(PhysOrg.com) -- A new technique that searches blood for the tiniest remnants of broken down proteins has revealed new information about how cells crank up cancer activators called proteases. The results improve researchers' understanding of the mechanics of breast cancer and point to where to look for possible indicators of early disease.
Appearing this week in PLoS ONE, the research shows previously unknown contributing factors to protease activation, which helps spread cancer: cancer cells almost completely chew up small protein pieces that normally put the brakes on two proteases known as plasmin and thrombin. The loss of these brakes known as protease inhibitors antiplasmin and antithrombin occur considerably more in blood from cancer patients compared to healthy persons' blood.

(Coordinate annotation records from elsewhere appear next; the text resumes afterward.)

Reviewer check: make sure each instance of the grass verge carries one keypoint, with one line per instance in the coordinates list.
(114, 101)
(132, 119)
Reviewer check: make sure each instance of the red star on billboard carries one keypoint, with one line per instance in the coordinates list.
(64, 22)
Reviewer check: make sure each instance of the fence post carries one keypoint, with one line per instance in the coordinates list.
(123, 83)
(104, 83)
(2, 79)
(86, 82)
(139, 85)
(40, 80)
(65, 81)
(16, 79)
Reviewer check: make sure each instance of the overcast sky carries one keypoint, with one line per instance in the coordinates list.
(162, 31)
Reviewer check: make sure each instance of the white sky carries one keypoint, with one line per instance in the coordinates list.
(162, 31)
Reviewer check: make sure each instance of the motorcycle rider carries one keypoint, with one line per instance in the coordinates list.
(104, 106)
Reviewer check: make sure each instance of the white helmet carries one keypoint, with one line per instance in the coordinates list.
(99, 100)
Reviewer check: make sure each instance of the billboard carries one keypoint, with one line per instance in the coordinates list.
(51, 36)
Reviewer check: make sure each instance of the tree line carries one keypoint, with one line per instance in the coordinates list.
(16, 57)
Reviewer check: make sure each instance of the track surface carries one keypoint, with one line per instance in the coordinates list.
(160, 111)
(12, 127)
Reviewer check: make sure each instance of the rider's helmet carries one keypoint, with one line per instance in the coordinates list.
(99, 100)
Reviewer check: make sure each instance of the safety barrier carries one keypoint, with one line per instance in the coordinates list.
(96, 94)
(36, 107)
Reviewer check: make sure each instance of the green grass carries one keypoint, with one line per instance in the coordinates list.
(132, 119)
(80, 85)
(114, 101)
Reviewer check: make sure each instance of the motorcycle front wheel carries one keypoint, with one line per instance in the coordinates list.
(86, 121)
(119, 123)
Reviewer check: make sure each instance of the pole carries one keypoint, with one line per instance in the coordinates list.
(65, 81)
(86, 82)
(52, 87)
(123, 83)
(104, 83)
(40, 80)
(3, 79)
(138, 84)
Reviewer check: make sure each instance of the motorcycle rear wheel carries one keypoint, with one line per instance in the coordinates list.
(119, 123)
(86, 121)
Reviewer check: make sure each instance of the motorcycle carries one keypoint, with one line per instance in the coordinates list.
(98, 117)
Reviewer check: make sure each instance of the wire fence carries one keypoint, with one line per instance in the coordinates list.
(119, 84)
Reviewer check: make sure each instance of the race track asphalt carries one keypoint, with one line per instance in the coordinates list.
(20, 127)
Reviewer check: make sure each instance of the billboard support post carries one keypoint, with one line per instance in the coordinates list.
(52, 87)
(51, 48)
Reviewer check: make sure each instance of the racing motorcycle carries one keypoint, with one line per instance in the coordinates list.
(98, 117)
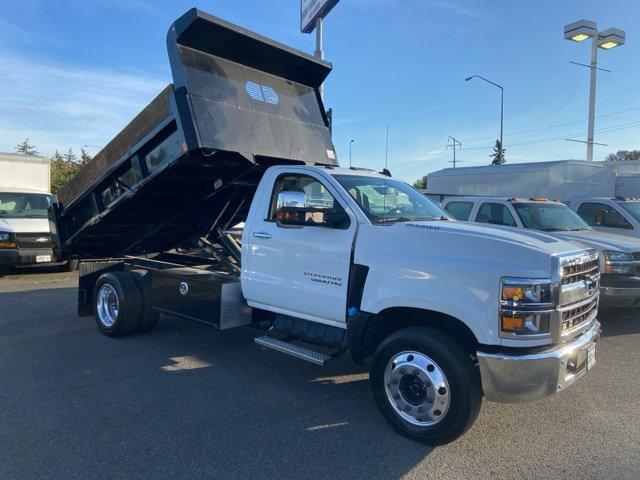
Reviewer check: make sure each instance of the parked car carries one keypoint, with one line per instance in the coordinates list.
(614, 215)
(619, 255)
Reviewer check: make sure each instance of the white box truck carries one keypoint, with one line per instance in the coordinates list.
(330, 260)
(26, 235)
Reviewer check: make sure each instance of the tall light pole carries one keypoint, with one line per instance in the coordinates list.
(350, 143)
(501, 109)
(611, 38)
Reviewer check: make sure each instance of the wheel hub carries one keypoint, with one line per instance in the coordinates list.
(107, 305)
(417, 388)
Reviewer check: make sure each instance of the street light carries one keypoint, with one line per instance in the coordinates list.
(350, 143)
(608, 39)
(501, 108)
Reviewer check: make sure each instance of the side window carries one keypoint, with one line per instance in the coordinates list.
(459, 210)
(310, 203)
(496, 214)
(603, 215)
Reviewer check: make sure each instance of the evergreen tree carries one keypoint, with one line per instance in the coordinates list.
(26, 148)
(70, 156)
(497, 157)
(84, 156)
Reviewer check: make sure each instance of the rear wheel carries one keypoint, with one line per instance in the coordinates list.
(426, 385)
(117, 304)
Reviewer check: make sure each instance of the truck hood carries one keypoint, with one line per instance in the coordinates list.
(24, 225)
(602, 240)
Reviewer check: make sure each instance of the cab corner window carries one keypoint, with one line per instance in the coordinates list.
(302, 201)
(459, 210)
(495, 214)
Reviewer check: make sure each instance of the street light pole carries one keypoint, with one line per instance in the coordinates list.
(350, 143)
(610, 38)
(501, 108)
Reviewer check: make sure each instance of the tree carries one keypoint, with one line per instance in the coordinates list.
(498, 154)
(84, 156)
(63, 168)
(70, 156)
(623, 155)
(26, 148)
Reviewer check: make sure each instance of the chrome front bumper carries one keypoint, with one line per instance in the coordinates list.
(525, 378)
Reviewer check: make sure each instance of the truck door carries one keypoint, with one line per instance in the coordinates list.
(296, 257)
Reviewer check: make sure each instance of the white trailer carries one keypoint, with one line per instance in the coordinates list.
(25, 171)
(559, 180)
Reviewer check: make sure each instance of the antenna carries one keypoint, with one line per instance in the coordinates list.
(454, 145)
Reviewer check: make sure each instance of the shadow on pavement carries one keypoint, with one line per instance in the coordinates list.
(182, 401)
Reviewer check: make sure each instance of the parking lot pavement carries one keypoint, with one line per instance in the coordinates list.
(185, 401)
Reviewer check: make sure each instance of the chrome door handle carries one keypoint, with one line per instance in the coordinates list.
(261, 235)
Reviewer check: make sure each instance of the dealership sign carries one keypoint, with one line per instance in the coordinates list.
(311, 10)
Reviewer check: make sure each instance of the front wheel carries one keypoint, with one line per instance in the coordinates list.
(426, 385)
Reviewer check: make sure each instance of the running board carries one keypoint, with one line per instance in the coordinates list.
(293, 350)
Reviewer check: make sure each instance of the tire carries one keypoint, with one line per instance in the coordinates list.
(435, 406)
(117, 304)
(148, 315)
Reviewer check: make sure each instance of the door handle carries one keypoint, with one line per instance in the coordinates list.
(262, 235)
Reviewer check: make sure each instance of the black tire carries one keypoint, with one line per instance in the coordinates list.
(128, 302)
(148, 316)
(462, 375)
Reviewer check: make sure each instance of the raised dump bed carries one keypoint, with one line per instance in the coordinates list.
(189, 163)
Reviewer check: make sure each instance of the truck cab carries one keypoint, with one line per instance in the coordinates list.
(619, 256)
(25, 234)
(330, 260)
(619, 215)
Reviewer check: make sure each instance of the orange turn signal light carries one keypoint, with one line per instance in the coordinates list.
(513, 324)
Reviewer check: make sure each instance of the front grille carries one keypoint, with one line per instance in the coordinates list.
(575, 316)
(34, 240)
(579, 272)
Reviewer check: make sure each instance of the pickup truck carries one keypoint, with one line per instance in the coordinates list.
(330, 260)
(619, 255)
(619, 215)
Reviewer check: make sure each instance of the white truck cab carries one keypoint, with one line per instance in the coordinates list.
(619, 255)
(612, 215)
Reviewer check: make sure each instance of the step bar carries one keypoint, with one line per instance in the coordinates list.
(293, 350)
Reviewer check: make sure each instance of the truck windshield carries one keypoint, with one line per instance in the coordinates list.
(633, 208)
(387, 201)
(549, 217)
(24, 205)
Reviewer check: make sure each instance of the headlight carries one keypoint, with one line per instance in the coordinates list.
(6, 240)
(620, 263)
(526, 306)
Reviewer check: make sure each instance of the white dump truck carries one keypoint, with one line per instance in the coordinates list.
(328, 260)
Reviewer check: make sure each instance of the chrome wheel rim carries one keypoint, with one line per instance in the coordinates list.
(107, 305)
(417, 389)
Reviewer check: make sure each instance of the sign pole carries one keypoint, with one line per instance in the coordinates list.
(319, 52)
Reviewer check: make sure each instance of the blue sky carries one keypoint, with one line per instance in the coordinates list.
(75, 72)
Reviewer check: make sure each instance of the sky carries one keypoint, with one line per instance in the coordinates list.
(75, 72)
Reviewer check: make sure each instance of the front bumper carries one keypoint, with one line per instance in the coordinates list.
(510, 378)
(20, 257)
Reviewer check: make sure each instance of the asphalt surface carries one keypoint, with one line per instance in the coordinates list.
(185, 401)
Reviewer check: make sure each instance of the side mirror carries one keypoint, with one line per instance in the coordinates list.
(291, 208)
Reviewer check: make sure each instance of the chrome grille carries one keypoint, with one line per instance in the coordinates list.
(579, 272)
(34, 240)
(574, 316)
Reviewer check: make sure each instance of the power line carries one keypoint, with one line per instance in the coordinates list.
(553, 126)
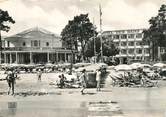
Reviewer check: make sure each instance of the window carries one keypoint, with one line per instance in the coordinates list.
(24, 44)
(35, 43)
(123, 36)
(131, 36)
(138, 43)
(47, 43)
(131, 51)
(116, 44)
(116, 36)
(123, 43)
(139, 51)
(124, 51)
(8, 43)
(139, 35)
(131, 43)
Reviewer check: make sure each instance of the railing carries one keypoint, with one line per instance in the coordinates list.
(33, 49)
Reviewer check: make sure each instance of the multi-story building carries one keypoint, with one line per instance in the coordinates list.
(34, 45)
(129, 43)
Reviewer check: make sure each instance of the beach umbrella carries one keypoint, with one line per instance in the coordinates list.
(92, 67)
(146, 65)
(81, 64)
(136, 65)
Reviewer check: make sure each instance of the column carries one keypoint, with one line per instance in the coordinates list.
(10, 58)
(16, 58)
(5, 61)
(159, 54)
(48, 56)
(57, 57)
(30, 58)
(0, 57)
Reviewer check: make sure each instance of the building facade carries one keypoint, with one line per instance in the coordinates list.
(129, 43)
(34, 46)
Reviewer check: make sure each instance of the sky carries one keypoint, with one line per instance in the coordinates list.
(53, 15)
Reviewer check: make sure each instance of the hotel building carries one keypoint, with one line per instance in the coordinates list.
(129, 43)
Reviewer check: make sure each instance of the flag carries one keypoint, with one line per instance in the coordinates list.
(100, 14)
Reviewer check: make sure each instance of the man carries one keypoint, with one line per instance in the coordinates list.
(98, 78)
(11, 80)
(83, 79)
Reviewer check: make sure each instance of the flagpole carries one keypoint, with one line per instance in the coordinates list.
(94, 41)
(101, 40)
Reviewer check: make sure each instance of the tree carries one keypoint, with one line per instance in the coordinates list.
(4, 20)
(155, 36)
(78, 30)
(109, 48)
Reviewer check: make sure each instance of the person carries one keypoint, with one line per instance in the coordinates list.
(11, 80)
(39, 74)
(62, 81)
(98, 78)
(83, 79)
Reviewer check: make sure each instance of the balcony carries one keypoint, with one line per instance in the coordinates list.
(35, 49)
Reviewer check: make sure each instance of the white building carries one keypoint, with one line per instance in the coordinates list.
(35, 45)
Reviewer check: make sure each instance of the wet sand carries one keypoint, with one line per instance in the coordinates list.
(39, 99)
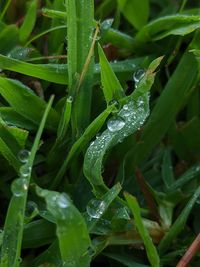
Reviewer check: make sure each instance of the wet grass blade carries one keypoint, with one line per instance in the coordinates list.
(179, 224)
(127, 121)
(112, 88)
(21, 97)
(174, 95)
(151, 251)
(29, 22)
(13, 228)
(73, 236)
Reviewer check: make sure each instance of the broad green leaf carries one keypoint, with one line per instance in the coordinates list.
(21, 98)
(112, 88)
(73, 236)
(38, 233)
(135, 11)
(178, 225)
(29, 22)
(151, 251)
(13, 228)
(124, 123)
(89, 133)
(174, 96)
(190, 174)
(57, 73)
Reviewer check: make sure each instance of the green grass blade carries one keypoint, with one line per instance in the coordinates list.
(80, 21)
(49, 72)
(57, 73)
(169, 25)
(135, 11)
(72, 232)
(8, 2)
(21, 97)
(150, 248)
(112, 88)
(29, 22)
(13, 228)
(89, 133)
(125, 123)
(97, 207)
(167, 169)
(190, 174)
(174, 95)
(178, 225)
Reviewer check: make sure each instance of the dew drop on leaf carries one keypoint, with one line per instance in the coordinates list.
(95, 208)
(25, 170)
(23, 155)
(115, 123)
(19, 187)
(138, 75)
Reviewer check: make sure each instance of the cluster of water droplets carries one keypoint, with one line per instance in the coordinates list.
(20, 185)
(96, 208)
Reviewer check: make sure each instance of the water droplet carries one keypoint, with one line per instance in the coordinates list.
(96, 208)
(98, 135)
(115, 124)
(125, 107)
(70, 99)
(25, 170)
(23, 155)
(138, 75)
(31, 206)
(19, 187)
(116, 104)
(62, 201)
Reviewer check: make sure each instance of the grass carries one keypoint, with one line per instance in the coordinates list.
(99, 133)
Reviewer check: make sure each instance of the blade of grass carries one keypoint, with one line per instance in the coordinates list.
(151, 251)
(179, 224)
(111, 86)
(13, 228)
(29, 22)
(72, 232)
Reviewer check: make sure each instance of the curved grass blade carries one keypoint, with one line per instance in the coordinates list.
(13, 228)
(126, 122)
(57, 73)
(152, 253)
(112, 88)
(179, 224)
(21, 98)
(48, 72)
(89, 133)
(72, 232)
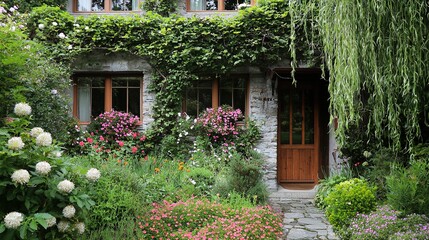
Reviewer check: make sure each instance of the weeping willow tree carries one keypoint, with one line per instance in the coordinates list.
(377, 53)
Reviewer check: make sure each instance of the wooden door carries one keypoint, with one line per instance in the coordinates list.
(298, 131)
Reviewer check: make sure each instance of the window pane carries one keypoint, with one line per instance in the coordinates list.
(122, 5)
(97, 101)
(232, 4)
(309, 116)
(90, 5)
(240, 100)
(297, 118)
(205, 98)
(119, 99)
(84, 101)
(225, 97)
(134, 101)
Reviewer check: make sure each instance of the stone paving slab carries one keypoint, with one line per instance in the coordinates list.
(302, 220)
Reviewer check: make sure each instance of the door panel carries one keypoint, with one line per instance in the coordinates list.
(298, 134)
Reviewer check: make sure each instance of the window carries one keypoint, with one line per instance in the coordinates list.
(105, 5)
(96, 94)
(209, 93)
(216, 5)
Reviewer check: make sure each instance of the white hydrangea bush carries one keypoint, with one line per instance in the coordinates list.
(32, 160)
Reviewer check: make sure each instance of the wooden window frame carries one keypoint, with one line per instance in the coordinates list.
(215, 95)
(107, 8)
(221, 7)
(108, 91)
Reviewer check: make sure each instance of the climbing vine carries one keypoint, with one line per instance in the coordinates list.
(179, 49)
(377, 53)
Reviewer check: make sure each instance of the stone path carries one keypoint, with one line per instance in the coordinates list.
(302, 220)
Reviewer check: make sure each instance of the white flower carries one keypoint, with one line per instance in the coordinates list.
(69, 211)
(93, 174)
(63, 226)
(13, 220)
(80, 227)
(43, 168)
(20, 176)
(44, 139)
(22, 109)
(65, 186)
(15, 143)
(35, 132)
(51, 221)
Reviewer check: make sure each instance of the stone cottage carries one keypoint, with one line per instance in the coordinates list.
(298, 144)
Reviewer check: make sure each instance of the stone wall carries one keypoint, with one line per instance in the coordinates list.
(263, 109)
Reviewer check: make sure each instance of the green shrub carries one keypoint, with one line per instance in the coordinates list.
(408, 189)
(242, 175)
(326, 186)
(347, 199)
(39, 188)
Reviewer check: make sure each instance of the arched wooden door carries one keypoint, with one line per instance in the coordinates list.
(298, 134)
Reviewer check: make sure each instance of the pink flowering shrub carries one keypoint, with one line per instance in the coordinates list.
(386, 223)
(202, 219)
(114, 125)
(220, 125)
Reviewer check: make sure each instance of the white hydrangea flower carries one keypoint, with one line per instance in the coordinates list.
(93, 174)
(15, 143)
(63, 226)
(65, 186)
(13, 220)
(35, 132)
(22, 109)
(43, 168)
(44, 139)
(69, 211)
(80, 227)
(51, 221)
(21, 176)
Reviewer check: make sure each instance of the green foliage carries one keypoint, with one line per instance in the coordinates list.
(408, 188)
(347, 199)
(33, 183)
(26, 6)
(161, 7)
(244, 176)
(326, 186)
(257, 36)
(377, 54)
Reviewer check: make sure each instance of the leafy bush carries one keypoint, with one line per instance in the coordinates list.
(244, 176)
(408, 189)
(385, 223)
(326, 186)
(202, 219)
(347, 199)
(38, 187)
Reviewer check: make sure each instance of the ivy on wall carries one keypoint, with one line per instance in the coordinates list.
(179, 49)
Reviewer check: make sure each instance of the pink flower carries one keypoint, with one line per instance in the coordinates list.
(134, 149)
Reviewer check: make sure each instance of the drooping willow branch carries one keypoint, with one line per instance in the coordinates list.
(377, 55)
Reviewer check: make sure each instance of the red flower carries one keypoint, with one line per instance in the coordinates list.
(134, 149)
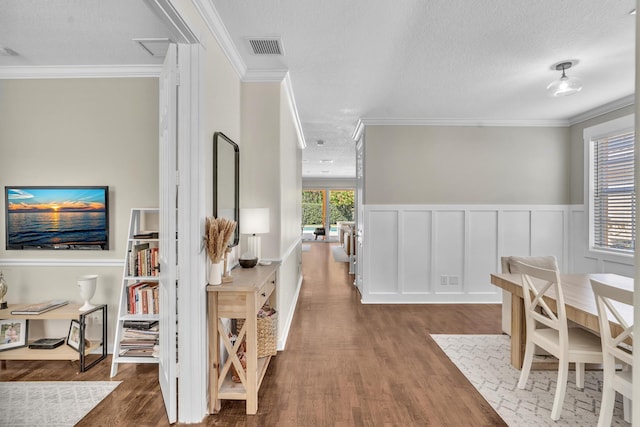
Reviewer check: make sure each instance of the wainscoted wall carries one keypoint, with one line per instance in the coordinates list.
(445, 254)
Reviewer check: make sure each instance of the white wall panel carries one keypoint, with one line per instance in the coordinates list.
(449, 247)
(415, 252)
(445, 253)
(482, 251)
(515, 232)
(381, 264)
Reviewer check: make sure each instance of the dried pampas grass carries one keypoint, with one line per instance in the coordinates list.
(218, 234)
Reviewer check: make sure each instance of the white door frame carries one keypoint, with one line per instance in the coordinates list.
(168, 113)
(191, 305)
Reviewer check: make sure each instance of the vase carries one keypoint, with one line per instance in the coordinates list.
(215, 273)
(87, 285)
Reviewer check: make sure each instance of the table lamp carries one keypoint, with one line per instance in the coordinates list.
(254, 221)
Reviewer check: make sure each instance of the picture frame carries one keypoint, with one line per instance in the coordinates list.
(73, 337)
(13, 333)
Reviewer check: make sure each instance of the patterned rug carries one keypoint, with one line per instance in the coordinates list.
(485, 361)
(36, 403)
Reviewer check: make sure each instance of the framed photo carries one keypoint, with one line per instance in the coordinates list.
(73, 338)
(13, 333)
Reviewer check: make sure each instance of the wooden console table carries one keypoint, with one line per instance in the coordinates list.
(240, 299)
(63, 352)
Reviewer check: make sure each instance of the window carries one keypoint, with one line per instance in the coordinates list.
(613, 199)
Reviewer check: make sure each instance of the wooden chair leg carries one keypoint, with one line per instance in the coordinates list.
(526, 365)
(561, 388)
(606, 406)
(580, 375)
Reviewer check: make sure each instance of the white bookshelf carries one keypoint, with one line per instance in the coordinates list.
(142, 220)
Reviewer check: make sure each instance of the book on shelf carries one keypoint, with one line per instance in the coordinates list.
(47, 343)
(142, 260)
(40, 308)
(146, 235)
(139, 352)
(143, 298)
(140, 324)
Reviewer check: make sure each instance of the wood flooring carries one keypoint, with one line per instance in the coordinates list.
(345, 364)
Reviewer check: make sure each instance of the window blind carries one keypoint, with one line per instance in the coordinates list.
(614, 193)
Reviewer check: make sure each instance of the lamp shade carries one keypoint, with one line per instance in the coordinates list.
(565, 85)
(254, 220)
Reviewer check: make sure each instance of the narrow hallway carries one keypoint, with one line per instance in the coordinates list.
(348, 364)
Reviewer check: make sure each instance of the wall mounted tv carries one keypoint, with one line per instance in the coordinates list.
(57, 218)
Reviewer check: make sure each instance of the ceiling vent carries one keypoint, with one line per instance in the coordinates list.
(7, 51)
(266, 46)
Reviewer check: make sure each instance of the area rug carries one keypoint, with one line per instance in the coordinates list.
(485, 361)
(339, 255)
(64, 403)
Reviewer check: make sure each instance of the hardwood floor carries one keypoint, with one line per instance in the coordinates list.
(345, 364)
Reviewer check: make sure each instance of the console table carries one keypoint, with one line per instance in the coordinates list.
(240, 299)
(63, 352)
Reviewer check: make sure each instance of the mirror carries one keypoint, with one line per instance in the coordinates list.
(226, 181)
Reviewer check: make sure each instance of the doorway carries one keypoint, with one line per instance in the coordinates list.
(326, 208)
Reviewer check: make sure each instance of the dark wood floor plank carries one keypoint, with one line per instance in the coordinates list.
(345, 364)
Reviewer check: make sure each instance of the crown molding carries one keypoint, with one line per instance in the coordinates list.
(172, 18)
(603, 109)
(81, 71)
(358, 131)
(381, 121)
(213, 21)
(44, 262)
(294, 111)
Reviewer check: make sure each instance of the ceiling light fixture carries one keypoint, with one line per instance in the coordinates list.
(564, 86)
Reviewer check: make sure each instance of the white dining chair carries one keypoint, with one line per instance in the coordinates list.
(510, 266)
(614, 349)
(548, 329)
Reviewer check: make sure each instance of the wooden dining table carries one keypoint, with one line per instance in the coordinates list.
(579, 300)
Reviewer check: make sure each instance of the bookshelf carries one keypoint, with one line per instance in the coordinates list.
(139, 296)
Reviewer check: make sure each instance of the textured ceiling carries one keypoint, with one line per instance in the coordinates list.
(456, 62)
(436, 61)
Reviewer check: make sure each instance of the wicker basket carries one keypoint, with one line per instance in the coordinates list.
(267, 333)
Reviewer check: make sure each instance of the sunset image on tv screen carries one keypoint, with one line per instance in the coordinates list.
(57, 217)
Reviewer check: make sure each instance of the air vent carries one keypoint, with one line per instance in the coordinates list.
(264, 46)
(7, 51)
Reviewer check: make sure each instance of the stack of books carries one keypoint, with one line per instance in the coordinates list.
(39, 308)
(143, 298)
(140, 339)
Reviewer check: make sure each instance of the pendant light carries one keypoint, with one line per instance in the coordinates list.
(564, 86)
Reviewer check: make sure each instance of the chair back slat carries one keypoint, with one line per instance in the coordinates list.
(608, 301)
(537, 284)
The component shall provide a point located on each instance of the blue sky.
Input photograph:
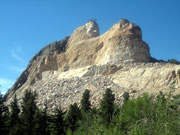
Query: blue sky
(26, 26)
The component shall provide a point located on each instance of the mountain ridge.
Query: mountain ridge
(119, 56)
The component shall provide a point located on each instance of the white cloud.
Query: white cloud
(5, 84)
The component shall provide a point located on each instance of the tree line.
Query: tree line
(145, 115)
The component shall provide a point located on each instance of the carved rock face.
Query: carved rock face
(84, 48)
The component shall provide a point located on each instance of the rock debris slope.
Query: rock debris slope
(118, 59)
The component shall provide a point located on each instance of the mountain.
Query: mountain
(118, 59)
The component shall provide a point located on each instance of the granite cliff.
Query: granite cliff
(118, 59)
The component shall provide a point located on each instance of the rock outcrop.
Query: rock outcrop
(118, 59)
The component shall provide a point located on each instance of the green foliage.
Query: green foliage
(59, 123)
(126, 96)
(85, 103)
(29, 110)
(107, 106)
(74, 114)
(145, 115)
(14, 120)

Although researchers have long known that proteases become activated by cancer, this work led by researchers at the Department of Energy's Pacific Northwest National Laboratory shows two new possible mechanisms how. This work was supported by the NIH National Center for Research Resources.
Future work that measures how these proteins function in early and late stage cancer patients might reveal useful biomarkers for diagnosis.
Cancer is largely about losing control of a cell's tightly regulated life cycle. Growing unrestrained, cancers consume bodily resources such as energy and tissue. One protein that loses control in breast and other cancers, plasmin, encourages the breakdown of the tissue matrix that keeps cells strapped together. This allows cancer cells to spread to other parts of the body. However, researchers have yet to fully work out the molecular chain of events inside and outside cells that leads to overactive plasmin.
In this work, scientists examined cellular shrapnel for clues. As cancer retunes cells to its own nefarious ends, proteins normally in use get chopped up. The cast-off proteins could reveal how cancer flourishes, providing a better understanding of the disease and insights into how to attack it.
To investigate cellular shrapnel, the team acquired blood samples from 15 breast cancer patients that spanned cancer stages from I to III. They combined all 15 samples to increase the odds of finding useful information. They also collected blood from 15 control healthy volunteers and treated the samples in the same way.
To examine just the smallest-sized cast-off protein remnants, the researchers removed the blood cells and the dozen most abundant proteins from the blood. Then they collected only the smallest protein pieces, many of which are about a tenth the size of common human proteins. The researchers called this collection of degraded pieces the plasma degradome.
Using proteomics methods at EMSL, DOE's Environmental Molecular Sciences Laboratory on the PNNL campus, the team identified the protein fragments in the cancer and healthy degradomes. The fragments between samples differed significantly. For example, cancer blood held fragments from more than 70 different proteins that were chopped into more than 800 pieces. Healthy blood only held 50 different proteins cut up into more than 400 pieces. In addition, the complement of fragments overlapped some between the cancerous and healthy, but not entirely.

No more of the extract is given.